As NPR, which obtained a copy of Frotman's letter, reports:

Last August, the U.S. Department of Education announced it would stop sharing information with the bureau about the department's oversight of federal student loans, calling the CFPB "overreaching and unaccountable" and arguing that the bureau's actions were confusing borrowers and loan servicers alike. Of the move, Frotman writes, "the bureau's current leadership folded to political pressure... and failed borrowers who depend on independent oversight to halt bad practices."

In May, Mulvaney called for a major shake-up in Frotman's division. The Office for Students and Young Consumers would be folded into the bureau's financial education office, signaling a symbolic shift in mission from investigation to information-sharing. While the CFPB told NPR at the time that the move was "a very modest organizational chart change," consumer advocates reacted with alarm.

Christopher Peterson, director of financial services at the non-profit Consumer Federation of America, called the move "an appalling step in a longer march toward the elimination of meaningful American consumer protection law."

Congress established the student loan ombudsman position along with the CFPB as part of the Dodd-Frank Wall Street Reform and Consumer Protection Act in 2010. Since that time, the agency has fielded more than 60,000 student loan complaints and returned $750 million to aggrieved borrowers.

Frotman has been with the agency since its creation, and has served as the ombudsman for the nation's $1.5 trillion student loan market since 2016. He will be stepping down at the end of this week, according to The Associated Press.

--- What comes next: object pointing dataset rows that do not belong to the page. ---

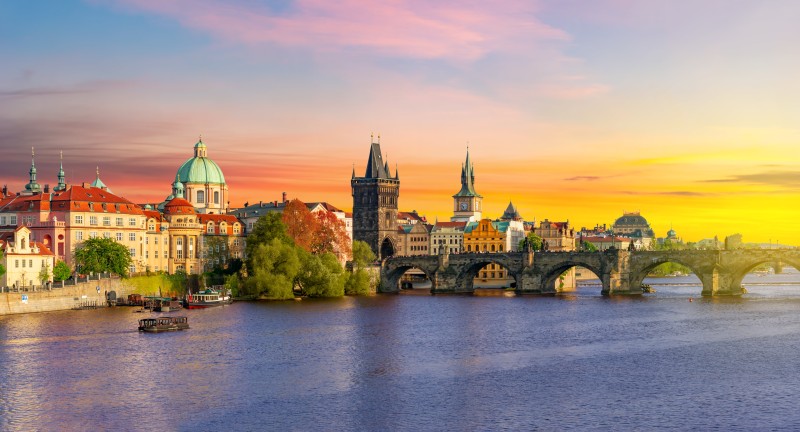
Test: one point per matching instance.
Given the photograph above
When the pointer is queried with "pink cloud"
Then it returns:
(405, 28)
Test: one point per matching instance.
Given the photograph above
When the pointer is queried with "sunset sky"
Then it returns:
(688, 111)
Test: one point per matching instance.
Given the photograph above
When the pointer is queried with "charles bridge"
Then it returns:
(620, 271)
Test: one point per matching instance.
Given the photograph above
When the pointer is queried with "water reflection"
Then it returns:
(416, 362)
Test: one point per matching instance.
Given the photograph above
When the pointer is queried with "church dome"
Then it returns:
(178, 206)
(200, 169)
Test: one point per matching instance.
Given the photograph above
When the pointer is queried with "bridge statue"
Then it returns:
(620, 271)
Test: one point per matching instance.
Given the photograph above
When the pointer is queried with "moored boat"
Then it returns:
(154, 325)
(205, 299)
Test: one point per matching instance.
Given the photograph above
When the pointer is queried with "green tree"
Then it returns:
(61, 271)
(100, 255)
(358, 282)
(267, 228)
(534, 240)
(274, 265)
(44, 274)
(589, 247)
(321, 275)
(362, 254)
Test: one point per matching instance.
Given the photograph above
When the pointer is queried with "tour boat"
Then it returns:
(154, 325)
(205, 299)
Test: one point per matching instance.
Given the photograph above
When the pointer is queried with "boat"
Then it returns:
(205, 299)
(155, 325)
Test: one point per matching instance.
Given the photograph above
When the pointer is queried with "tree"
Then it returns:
(589, 247)
(359, 281)
(99, 255)
(61, 271)
(267, 228)
(274, 267)
(330, 236)
(534, 240)
(44, 273)
(362, 254)
(321, 275)
(301, 224)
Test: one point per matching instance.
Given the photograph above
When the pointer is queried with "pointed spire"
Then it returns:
(62, 185)
(32, 186)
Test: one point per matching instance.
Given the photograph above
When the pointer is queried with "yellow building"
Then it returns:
(488, 236)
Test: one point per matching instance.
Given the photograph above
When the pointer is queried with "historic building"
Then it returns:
(375, 197)
(28, 263)
(488, 236)
(636, 227)
(447, 237)
(560, 237)
(467, 202)
(414, 239)
(203, 182)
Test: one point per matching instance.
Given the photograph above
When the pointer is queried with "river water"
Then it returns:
(419, 362)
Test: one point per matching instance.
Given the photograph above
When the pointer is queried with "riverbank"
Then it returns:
(88, 293)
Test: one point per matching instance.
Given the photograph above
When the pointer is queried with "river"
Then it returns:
(418, 362)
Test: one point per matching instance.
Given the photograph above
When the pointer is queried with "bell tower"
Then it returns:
(467, 202)
(375, 197)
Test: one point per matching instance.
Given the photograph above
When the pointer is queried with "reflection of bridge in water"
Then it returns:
(619, 271)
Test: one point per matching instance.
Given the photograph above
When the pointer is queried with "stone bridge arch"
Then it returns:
(468, 271)
(742, 263)
(393, 269)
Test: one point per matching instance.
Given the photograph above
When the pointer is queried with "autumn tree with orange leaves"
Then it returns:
(318, 233)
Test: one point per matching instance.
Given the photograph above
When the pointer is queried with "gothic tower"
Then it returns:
(467, 202)
(375, 204)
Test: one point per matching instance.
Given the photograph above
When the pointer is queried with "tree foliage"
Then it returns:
(330, 236)
(321, 275)
(61, 271)
(533, 239)
(101, 255)
(274, 265)
(301, 224)
(44, 273)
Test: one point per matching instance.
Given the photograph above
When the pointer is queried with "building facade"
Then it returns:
(375, 197)
(467, 202)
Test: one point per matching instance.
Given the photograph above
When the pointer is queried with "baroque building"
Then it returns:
(467, 202)
(375, 197)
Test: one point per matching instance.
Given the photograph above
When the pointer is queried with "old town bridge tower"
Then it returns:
(375, 204)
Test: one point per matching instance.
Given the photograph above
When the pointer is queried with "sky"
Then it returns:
(686, 111)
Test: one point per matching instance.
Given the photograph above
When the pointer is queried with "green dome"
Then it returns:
(200, 170)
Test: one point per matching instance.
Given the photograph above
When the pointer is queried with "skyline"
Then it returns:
(683, 112)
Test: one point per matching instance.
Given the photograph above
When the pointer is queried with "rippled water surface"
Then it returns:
(418, 362)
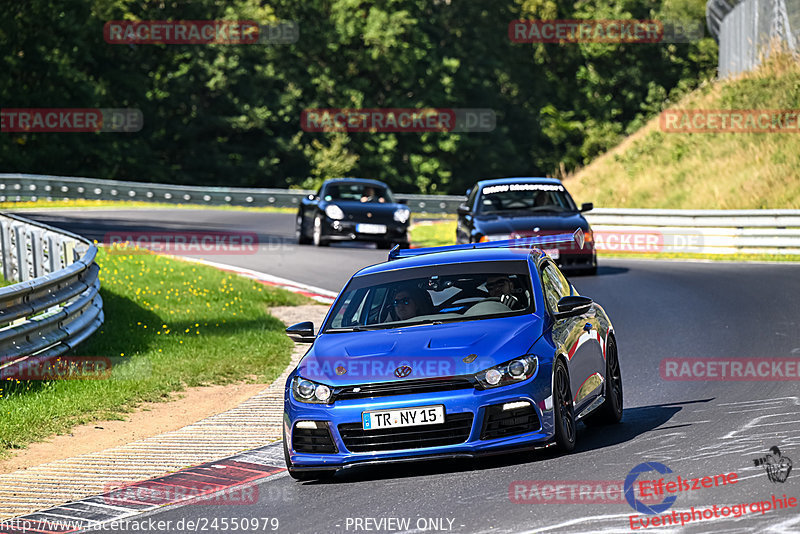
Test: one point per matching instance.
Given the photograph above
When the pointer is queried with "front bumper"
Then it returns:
(341, 419)
(335, 230)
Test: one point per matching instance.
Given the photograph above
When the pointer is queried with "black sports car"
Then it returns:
(510, 208)
(353, 209)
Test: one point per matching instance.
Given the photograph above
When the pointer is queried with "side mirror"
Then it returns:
(571, 306)
(301, 332)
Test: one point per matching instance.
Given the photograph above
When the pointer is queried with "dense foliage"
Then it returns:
(230, 114)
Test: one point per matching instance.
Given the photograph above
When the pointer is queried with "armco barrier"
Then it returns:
(700, 231)
(694, 231)
(54, 302)
(25, 187)
(746, 29)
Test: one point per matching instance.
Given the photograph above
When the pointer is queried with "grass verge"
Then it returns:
(171, 325)
(656, 169)
(443, 233)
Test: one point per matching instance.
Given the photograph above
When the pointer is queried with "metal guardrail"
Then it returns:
(24, 187)
(697, 231)
(745, 29)
(55, 303)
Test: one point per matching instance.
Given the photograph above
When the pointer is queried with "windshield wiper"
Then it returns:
(356, 328)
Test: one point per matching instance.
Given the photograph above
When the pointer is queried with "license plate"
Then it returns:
(425, 415)
(371, 228)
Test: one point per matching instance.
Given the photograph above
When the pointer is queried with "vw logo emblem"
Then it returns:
(402, 371)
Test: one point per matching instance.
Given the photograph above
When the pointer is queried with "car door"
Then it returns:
(577, 337)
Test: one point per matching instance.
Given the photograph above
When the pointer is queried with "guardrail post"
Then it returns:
(5, 250)
(37, 254)
(21, 242)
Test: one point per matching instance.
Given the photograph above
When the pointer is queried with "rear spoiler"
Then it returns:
(525, 242)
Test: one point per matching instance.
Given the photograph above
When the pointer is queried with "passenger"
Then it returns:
(501, 287)
(410, 302)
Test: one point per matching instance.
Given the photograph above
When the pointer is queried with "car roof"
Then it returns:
(365, 181)
(456, 256)
(518, 180)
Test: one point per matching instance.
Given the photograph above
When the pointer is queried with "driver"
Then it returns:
(410, 302)
(501, 287)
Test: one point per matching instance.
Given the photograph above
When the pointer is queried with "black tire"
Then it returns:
(563, 408)
(303, 475)
(300, 231)
(316, 233)
(610, 412)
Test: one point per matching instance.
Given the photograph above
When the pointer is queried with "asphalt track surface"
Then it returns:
(659, 309)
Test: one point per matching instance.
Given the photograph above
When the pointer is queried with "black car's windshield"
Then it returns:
(446, 293)
(524, 197)
(357, 192)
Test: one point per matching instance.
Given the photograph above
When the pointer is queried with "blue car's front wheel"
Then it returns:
(563, 408)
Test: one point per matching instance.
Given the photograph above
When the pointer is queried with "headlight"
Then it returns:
(308, 391)
(334, 212)
(509, 372)
(401, 215)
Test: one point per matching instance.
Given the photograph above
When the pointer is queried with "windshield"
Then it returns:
(525, 197)
(358, 193)
(447, 293)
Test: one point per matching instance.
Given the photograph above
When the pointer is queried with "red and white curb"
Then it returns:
(233, 480)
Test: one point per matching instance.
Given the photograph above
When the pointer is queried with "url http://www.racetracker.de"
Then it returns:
(199, 524)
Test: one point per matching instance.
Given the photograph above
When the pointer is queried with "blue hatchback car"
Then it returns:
(450, 352)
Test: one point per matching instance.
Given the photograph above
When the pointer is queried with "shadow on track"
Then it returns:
(635, 421)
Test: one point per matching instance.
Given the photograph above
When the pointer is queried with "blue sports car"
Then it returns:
(450, 352)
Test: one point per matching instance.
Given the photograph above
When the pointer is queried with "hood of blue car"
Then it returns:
(418, 352)
(526, 224)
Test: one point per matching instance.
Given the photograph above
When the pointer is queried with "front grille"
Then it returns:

Noting that the Trump administration "has shirked its responsibility to protect student borrowers, choosing instead to coddle the for-profit colleges and rogue loan servicers," Randi Weingarten, president of the American Federation of Teachers (AFT), said Monday, "While we commend Seth's decision, we mourn the attacks on the CFPB and demand an end to the politicization of this vital agency."

"AFT members have benefited enormously from Seth's work," Weingarten added. "The CFPB was the place we directed members to who ran into problems getting their servicers to communicate clearly and accurately (or at all), and it regularly helped resolve problems our members encountered."

However, "the bureau's central role in assisting student debtors has been terminated by this administration," she explained, and now "there is literally nowhere to send people who have these problems, other than into the legal system."

President Donald Trump's controversial nominee to replace Mulvaney, Kathy Kraninger—who serves under Mulvaney at OMB—is currently awaiting a confirmation vote in the Senate. If confirmed, Kraninger is expected to continue her predecessor's efforts to gut the agency.

This post has been updated with comment from the American Federation of Teachers (AFT).